“Today’s [Feb 24th 2022] announcements bring an end to years of speculation for the sector about when and how the Government will respond to recommendations originally set out in the ‘Augar Review’ to reform post-18 education.
“At London Higher, we are supporting our members to navigate the implications of today’s proposals, which land at a time when the sector is already unnecessarily stretched responding to multiple Office for Students’ consultations on future regulation. In the interests of properly considered responses, we appeal to Government to stop this deluge of consultations.”
You can read London Higher’s policy paper on the announcements here
On the new scholarship programme and LLE, Dr Diana Beech, Chief Executive of London Higher said;
“While we welcome plans for a new scholarship programme to support the most disadvantaged students into further study, we remain concerned that the £75million allocated to this scheme falls far short of what is needed. England’s greatest social mobility success story of London must be protected and we shall work with Government to ensure the needs of our capital’s under-represented learners are met.
“In the same vein, we shall draw on the diversity of our membership and their flexibility of provision to support plans for the lifelong learning entitlement, which has the potential to open up opportunities for people to study across London’s further and higher education sector at any stage throughout their working lives.”
On minimum eligibility requirements, Dr Diana Beech said said;
“Despite only setting out potential directions of travel, it is concerning to see minimum eligibility requirements being tabled as the key to unlocking future access to student loans. Data from London show that this would have disastrous implications on students from London’s most disadvantaged communities, locking out almost half (49.4%) of free-school-meal-eligible learners in outer London who do not achieve a grade 9-4 pass in English and Maths GCSE, 40.1% of Black pupils and 86.1% of special educational needs (SEN) pupils.

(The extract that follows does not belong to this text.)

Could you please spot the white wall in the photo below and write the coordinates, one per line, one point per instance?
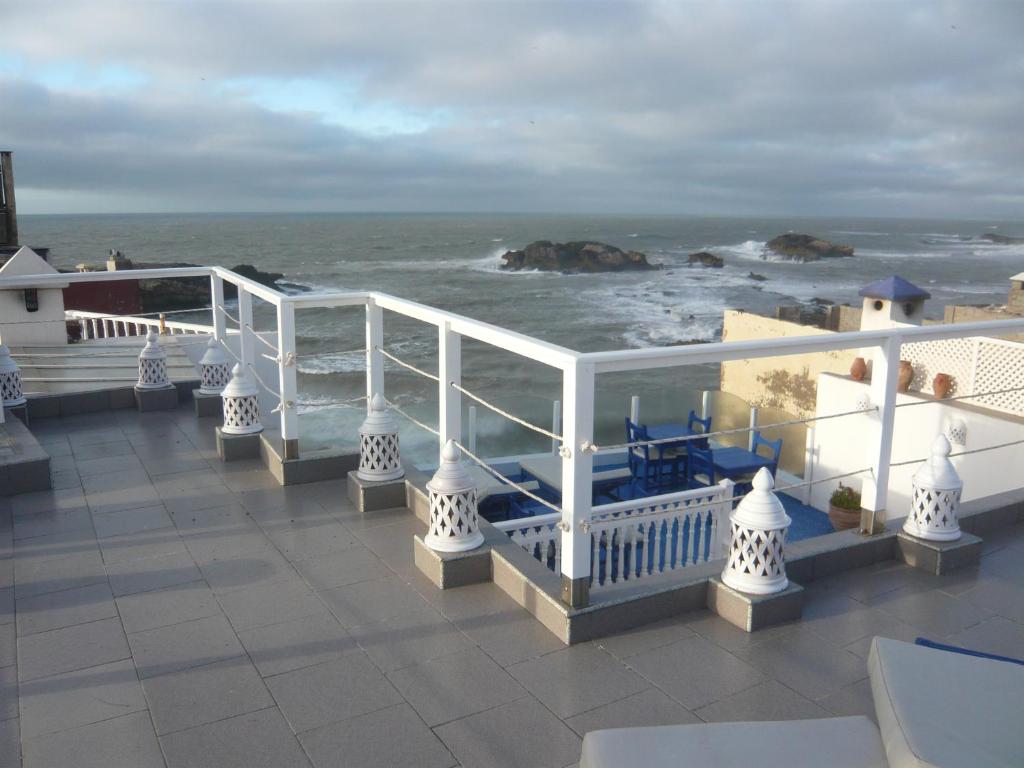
(22, 328)
(840, 445)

“Research from our AccessHE division also shows that if the minimum eligibility requirements were to be set at A-Level then this would disproportionately affect London’s Black African, Black Caribbean, Bangladeshi and Pakistani students, who are most likely to hold at least one ‘E’ grade at this level.”

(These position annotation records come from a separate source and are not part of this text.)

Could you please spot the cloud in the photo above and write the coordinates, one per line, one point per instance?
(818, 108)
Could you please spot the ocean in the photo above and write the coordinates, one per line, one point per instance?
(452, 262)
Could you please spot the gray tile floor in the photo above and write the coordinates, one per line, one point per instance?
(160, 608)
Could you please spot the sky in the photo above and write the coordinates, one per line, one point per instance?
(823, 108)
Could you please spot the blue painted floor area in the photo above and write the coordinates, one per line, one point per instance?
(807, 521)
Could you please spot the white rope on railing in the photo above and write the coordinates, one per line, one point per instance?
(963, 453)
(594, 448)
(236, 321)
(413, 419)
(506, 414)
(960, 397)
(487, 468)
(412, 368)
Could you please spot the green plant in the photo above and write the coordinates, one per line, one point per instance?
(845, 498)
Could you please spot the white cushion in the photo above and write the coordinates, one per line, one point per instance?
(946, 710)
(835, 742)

“Moreover, all of this does not account for the significant learning loss that pupils of all ages have experienced during the Covid-19 pandemic, which could hamper even more students in the future from realising their potential at the critical junctures of GCSE and A-Level assessments.”
On funding for the education, Dr Diana Beech said;
“To uphold London’s status as a world-leading study destination, the capital’s higher education providers must however have sufficient access to funding. In this climate of increasing operating costs for universities and the recent loss of the London Weighting, we urge the Education Secretary to grant London’s institutions fair and equal access to the Strategic Priority Grant and Capital Grant funding to ensure London’s higher education sector offering is not levelled-down.”

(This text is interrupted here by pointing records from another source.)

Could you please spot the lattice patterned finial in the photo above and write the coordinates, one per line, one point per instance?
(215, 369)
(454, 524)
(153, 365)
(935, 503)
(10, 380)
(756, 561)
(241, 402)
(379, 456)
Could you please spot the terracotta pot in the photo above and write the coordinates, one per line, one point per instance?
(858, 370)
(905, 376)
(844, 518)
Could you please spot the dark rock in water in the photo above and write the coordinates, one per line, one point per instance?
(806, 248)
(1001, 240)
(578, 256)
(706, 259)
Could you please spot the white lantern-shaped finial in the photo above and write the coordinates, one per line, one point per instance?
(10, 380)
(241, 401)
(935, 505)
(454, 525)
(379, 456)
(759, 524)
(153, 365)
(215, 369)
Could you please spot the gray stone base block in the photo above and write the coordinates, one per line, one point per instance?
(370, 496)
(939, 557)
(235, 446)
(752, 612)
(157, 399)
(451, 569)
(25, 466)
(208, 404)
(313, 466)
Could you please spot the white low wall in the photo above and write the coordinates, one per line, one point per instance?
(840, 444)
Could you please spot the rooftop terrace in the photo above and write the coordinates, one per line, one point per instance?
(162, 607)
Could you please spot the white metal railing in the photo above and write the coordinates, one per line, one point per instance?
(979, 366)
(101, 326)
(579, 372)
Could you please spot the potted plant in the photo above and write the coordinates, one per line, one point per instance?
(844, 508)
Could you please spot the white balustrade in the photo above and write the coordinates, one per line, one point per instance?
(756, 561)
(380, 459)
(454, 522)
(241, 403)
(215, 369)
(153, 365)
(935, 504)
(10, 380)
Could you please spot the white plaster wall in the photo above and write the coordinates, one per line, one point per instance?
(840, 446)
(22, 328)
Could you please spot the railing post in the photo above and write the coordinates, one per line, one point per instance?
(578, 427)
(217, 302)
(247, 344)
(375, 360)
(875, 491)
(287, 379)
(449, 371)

On Foundation Years, Dr Richard Boffey, Head of London Higher’s AccessHE division, said;
“Proposals to reduce the fee limit on foundation year courses will be met with unease by London’s HE providers, many of whom have sizeable foundation year student cohorts. For them, bringing fees for foundation years into line with Access to HE course fees could in some cases result in more than a 40% reduction in fee income through these programmes.”
Not only would this further affect already stretched budgets; it would potentially lead to some foundation year programmes being discontinued, closing off what is an established and effective route into HE for many mature students and those from Black, Asian and Mixed/Other ethnic minority groups in particular.”
On the proposed changes to student loan repayment thresholds, Dr Richard Boffey said;
“These changes, which will come into effect at a time of unprecedented rises in the cost of living, will hit graduates especially hard. It is regressive for the government to attempt to balance the student loan book via policies that disproportionately impact lower lifetime earners and female graduates.”